All night long, the back of my brain has been assimilating everything I learned at this workshop. We drove directly home, discussing the experience on the way, then we went right to bed. I thought about what my body wanted and asked Harold to hold me, rather than getting into my side of the bed. I tumbled into his arms and burst into tears. It was the culmination of a full day, with difficult medical procedures early on, but also just the sheer kindness of being held. Harold holding that space for me and giving me the touch I needed, opened me up to release the sadness I had been holding in my body. I felt that I was truly owning my birthday suit.
In the middle of the night I lay awake thinking about how much embodiment informs my parenting style. There are so many things that parents must say no to for safety reasons: no, don’t touch the hot stove; no, don’t poke your brother with that stick; no, you can’t sleep over at your friend’s house because her parents are alcoholic and abusive. I try to think of all of the ways that I can say yes. Maybe I can let my children help me come up with alternatives that are acceptable to everyone: wow, feel how hot the stove is from here; let’s sword-fight with sticks instead of poking; why don’t we have your friend come over here? I want my children to really listen when I have to say no. The rest of the time, I want them to feel that they own themselves.

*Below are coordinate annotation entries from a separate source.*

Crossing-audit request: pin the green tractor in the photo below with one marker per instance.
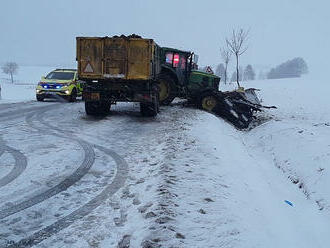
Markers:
(179, 77)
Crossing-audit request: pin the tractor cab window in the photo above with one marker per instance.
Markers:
(183, 62)
(169, 58)
(176, 60)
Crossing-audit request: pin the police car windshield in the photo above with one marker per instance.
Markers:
(60, 75)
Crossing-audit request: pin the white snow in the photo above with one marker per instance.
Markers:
(23, 88)
(193, 180)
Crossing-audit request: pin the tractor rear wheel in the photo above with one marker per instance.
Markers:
(167, 89)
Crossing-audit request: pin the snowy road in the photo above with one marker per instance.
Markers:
(183, 179)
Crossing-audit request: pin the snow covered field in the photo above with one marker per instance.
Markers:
(184, 179)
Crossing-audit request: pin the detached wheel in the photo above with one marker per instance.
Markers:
(167, 89)
(40, 98)
(150, 109)
(208, 102)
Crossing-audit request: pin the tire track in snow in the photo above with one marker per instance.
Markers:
(117, 183)
(89, 158)
(21, 112)
(19, 167)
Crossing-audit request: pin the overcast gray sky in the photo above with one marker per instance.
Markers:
(42, 32)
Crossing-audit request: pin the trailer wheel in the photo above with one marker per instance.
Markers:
(208, 102)
(97, 108)
(73, 96)
(167, 89)
(40, 98)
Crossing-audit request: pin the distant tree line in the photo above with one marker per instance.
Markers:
(289, 69)
(245, 74)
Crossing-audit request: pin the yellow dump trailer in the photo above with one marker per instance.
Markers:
(119, 69)
(116, 58)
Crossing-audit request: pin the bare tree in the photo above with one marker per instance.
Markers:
(10, 68)
(236, 45)
(226, 55)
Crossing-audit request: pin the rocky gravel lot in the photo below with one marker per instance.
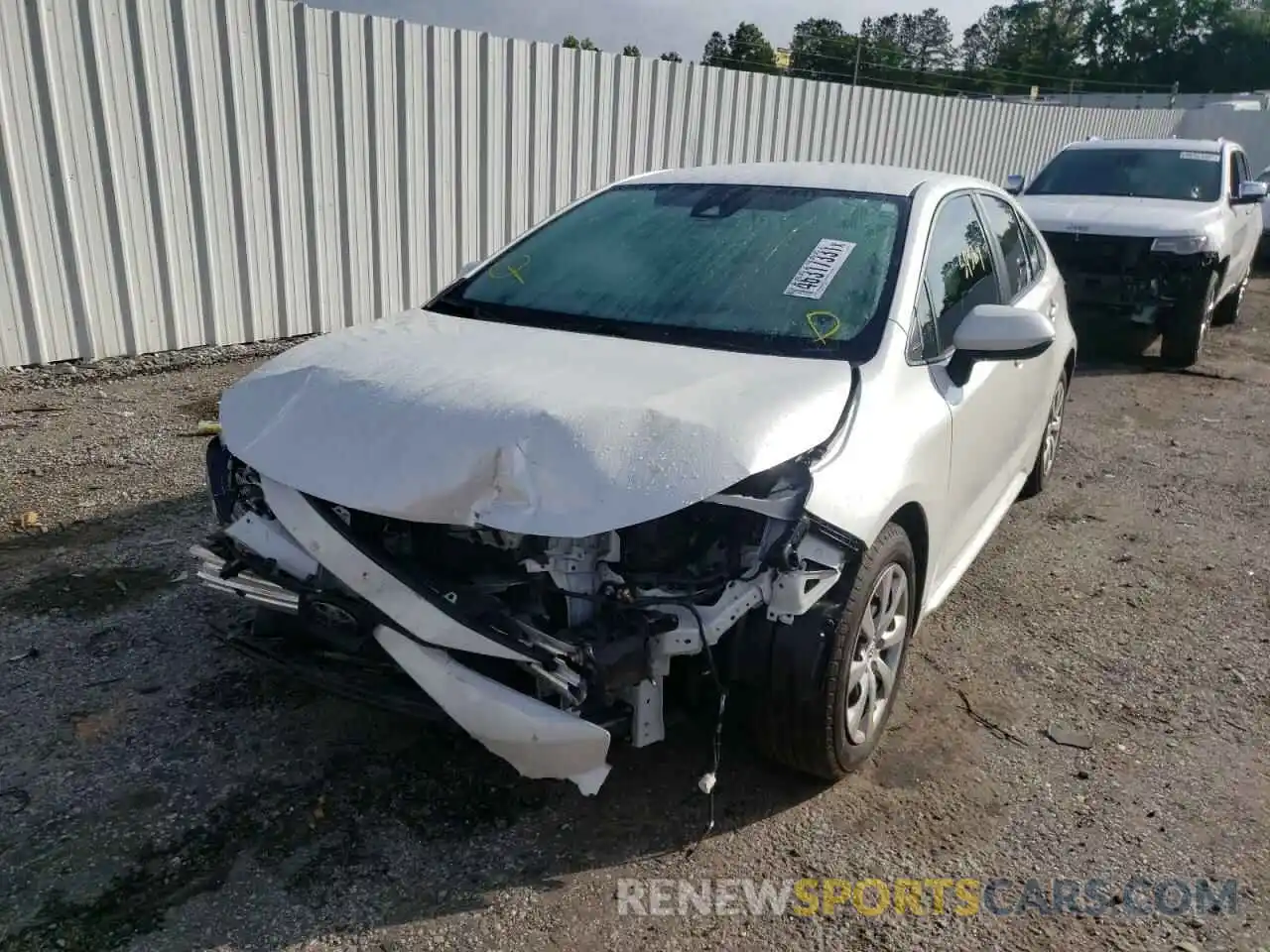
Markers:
(157, 792)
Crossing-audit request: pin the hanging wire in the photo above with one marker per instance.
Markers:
(996, 72)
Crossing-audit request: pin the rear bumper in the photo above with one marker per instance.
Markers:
(1121, 277)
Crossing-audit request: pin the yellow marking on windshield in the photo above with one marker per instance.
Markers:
(825, 325)
(509, 271)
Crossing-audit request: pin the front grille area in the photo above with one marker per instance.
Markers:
(1100, 254)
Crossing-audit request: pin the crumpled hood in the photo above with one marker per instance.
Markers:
(441, 419)
(1130, 217)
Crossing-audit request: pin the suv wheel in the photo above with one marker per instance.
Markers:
(1187, 329)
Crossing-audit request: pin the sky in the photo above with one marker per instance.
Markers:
(654, 26)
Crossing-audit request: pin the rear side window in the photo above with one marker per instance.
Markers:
(959, 271)
(1006, 227)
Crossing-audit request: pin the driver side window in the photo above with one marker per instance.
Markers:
(959, 271)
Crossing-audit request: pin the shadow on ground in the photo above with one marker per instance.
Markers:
(489, 828)
(329, 797)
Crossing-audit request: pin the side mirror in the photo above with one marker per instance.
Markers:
(998, 333)
(1251, 191)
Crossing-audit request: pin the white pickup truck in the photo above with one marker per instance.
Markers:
(1157, 231)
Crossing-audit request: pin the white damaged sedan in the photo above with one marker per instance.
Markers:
(739, 424)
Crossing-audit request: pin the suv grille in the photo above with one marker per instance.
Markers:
(1098, 254)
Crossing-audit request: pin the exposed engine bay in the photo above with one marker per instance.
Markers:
(585, 626)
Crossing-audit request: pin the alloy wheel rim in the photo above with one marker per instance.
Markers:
(1053, 428)
(879, 648)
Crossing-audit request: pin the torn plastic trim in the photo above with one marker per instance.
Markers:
(539, 740)
(245, 585)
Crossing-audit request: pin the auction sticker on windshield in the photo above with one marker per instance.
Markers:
(816, 273)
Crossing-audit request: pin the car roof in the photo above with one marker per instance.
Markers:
(847, 177)
(1191, 145)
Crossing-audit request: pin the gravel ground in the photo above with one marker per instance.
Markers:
(157, 792)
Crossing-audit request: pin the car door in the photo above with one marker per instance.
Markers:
(1025, 282)
(959, 272)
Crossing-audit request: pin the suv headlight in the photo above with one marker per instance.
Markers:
(1187, 245)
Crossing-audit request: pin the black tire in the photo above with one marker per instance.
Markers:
(1044, 463)
(1183, 340)
(801, 712)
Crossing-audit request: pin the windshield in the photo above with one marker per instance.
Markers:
(763, 268)
(1132, 173)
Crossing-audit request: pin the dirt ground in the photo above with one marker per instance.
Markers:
(157, 792)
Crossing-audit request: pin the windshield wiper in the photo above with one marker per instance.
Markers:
(458, 308)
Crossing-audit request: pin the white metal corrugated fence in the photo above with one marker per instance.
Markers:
(191, 172)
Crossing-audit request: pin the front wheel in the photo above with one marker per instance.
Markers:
(826, 720)
(1184, 335)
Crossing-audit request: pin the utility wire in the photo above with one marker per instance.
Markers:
(849, 42)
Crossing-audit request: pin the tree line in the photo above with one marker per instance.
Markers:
(1055, 46)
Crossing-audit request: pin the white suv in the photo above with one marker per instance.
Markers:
(1159, 231)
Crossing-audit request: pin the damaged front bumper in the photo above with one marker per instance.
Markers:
(541, 649)
(1124, 278)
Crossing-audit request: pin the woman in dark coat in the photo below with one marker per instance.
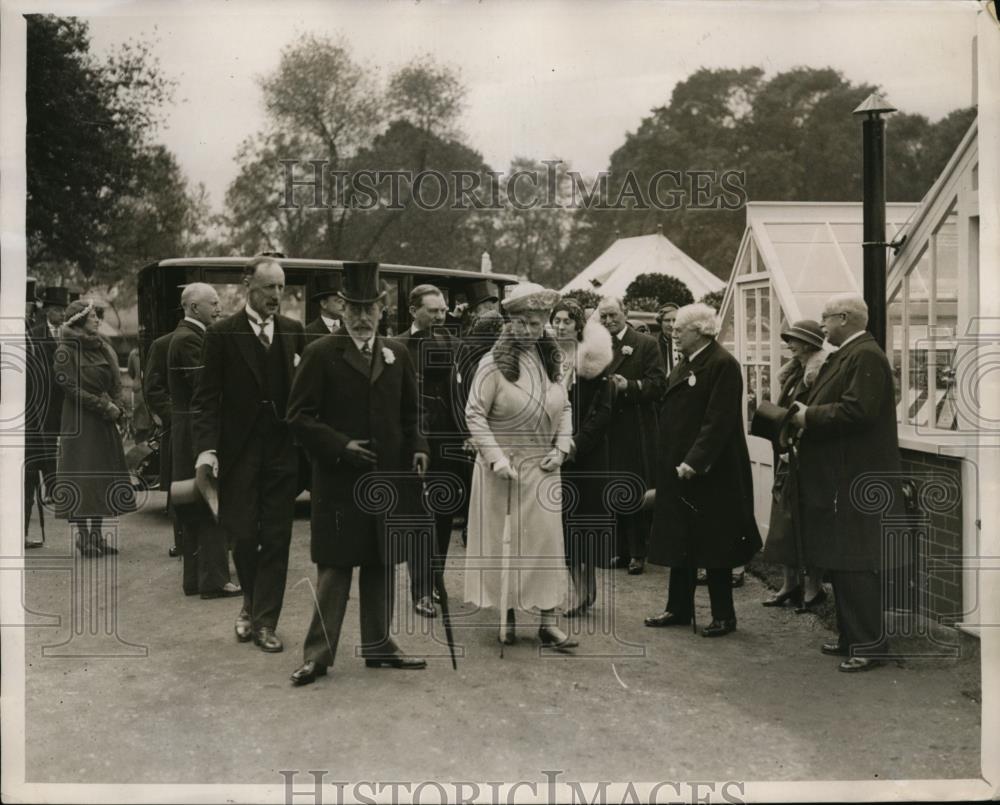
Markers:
(806, 342)
(588, 353)
(704, 492)
(93, 481)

This plays into mindfulness in parenting. Mindfulness is really being present in the moment – awareness. I realize that I am very busy and tend to start ordering things around my children, without really seeing them. So, I mindfully practice embodiment by spending time with each child, every day by meeting them where they are. It’s not always easy. I tend to want to think about a work problem rather than making the elephant talk or hearing about what elves do, but my children are really interesting people. They deserve my consciousness. This means that I love and accept them (and give them attention) for who they are.
Embodiment also affects my parenting in terms of physical affection. My children know that they own their bodies in a way that I did not. They ask for touch that they want: give me a hug, blow on my tummy, kiss my owie. And my kids feel comfortable telling me no: aw, Mom, stop hugging me! Sometimes they suggest something else: Momma, you can pat my back. On my part, I work to not endure touch that is uncomfortable for me. For example, when the little one needs to be held in the middle of the night, I happily give my love, but I also make sure that I am comfortable. I don’t need a crick in my neck or a sore back.
I guess all of this parenting stuff is alive for me because if we all grew up knowing that our bodies belong to us, without shame for our sexuality, that we could say yes or no as we desired, feeling in our bones that we are worthy of respect – would we need workshops like the one I attended last night? The term birthday suit reminds us that we are born in perfection. It’s all of the things that wound us as children that take the rest of our lives to unlearn. I’ve spent my entire adult life working on owning my birthday suit, yet I continually learn more. It was an amazing workshop. I just want to be carrying this message forward.
Owning Your Birthday Suit: Embodiment for Queers is really just the briefest of introductions to a whole world of erotic study, but I feel that Sinclair and Amy did a fabulous job at making it fun, relevant, and accessible. This queer grrrl is feeling both embodied and empowered.